Adjoint method for a tumor invasion PDE-constrained optimization problem in 2D using Adaptive Finite Element Method

Abstract: In this paper we present a method for estimating unknown parameter that appear in a two dimensional nonlinear reaction-diffusion model of cancer invasion. This model considers that tumor-induced alteration of microenvironmental pH provides a mechanism for cancer invasion. A coupled system reaction-diffusion describing this model is given by three partial differential equations for the 2D non-dimensional spatial distribution and temporal evolution of the density of normal tissue, the neoplastic tissue growth and the excess concentration of H+ ions.
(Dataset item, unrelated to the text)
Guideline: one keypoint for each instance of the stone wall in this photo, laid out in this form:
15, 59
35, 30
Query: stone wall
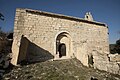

Each of the model parameters has a corresponding biological interpretation, for instance, the growth rate of neoplastic tissue, the diffusion coefficient, the re-absorption rate and the destructive influence of H+ ions in the healthy tissue. After solving the direct problem, we propose a model for the estimation of parameters by fitting the numerical solution with real data, obtained via in vitro experiments and fluorescence ratio imaging microscopy. We define an appropriate functional to compare both the real data and the numerical solution using the adjoint method for the minimization of this functional. We apply a splitting strategy joint with Adaptive Finite Element Method (AFEM) to solve the direct problem and the adjoint problem. The minimization problem (the inverse problem) is solved by using a trust-region-reflective method including the computation of the derivative of the functional.